I do applaud the AFI for including “Caddyshack.” It may be more of a “recreation” movie than a sports movie, but it’s such a classic that it belonged on the list somewhere and this was probably the best spot. (“Field of Dreams” was also a great sports movie but it shows up in the Fantasy category.)
“Breaking Away” was also a decent movie which I would squabble with if the other selections weren’t so much more, well, squabbleable!

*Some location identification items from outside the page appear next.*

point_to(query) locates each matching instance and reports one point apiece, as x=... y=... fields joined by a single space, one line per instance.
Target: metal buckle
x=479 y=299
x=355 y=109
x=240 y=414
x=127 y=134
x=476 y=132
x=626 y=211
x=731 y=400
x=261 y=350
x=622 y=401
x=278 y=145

First, there are two romantic comedies on the list that had sports as their background: “Jerry McGuire” and “Bull Durham.” These movies weren’t great sports movies as much as they were nice date movies. Of course, the combination makes for a great date–if the chicks can love the love story and the guys can love the sports–but they still weren’t great sports movies in my book.


Missing from the list were two of the most inspiring sports movies of all time.
The first great omission is “Chariots of Fire,” from 1981, which won the Best Picture Oscar. Rarely has a movie synthesized sports and inspiration so thoroughly and credibly. The true story of Eric Liddell–and its depiction of the power of faith as more central than the thrill of victory–should be required in the growing number of public schools that show movies in literature (and other) classes.
The other great omission is “The Natural.” Though it strayed a bit from Bernard Malamud’s novel, the all-star cast of Robert Redford, Glenn Close, Kim Basinger, Barbara Hershey, Joe Don Baker, Darrin McGavin, Richard Farnsworth and Wilfred Brimley turned in a marvelous ensemble cast performance, bringing to light the inspiring center of each of us that believes there’s something greater we were meant to achieve even though the world may tell us it’s far past too late to try. Too many critics panned it at a time when Redford was too popular to go un-criticized and not old enough yet to be a legend, but the over-the-top Hollywood baseball story was as beautiful as it was appropriate for its genre.
I’d trade “The Natural” and “Chariots of Fire” for “Jerry McGuire” and “Bull Durham” any day, but, of course, that’s what’s so beautiful about movies–we each get to choose.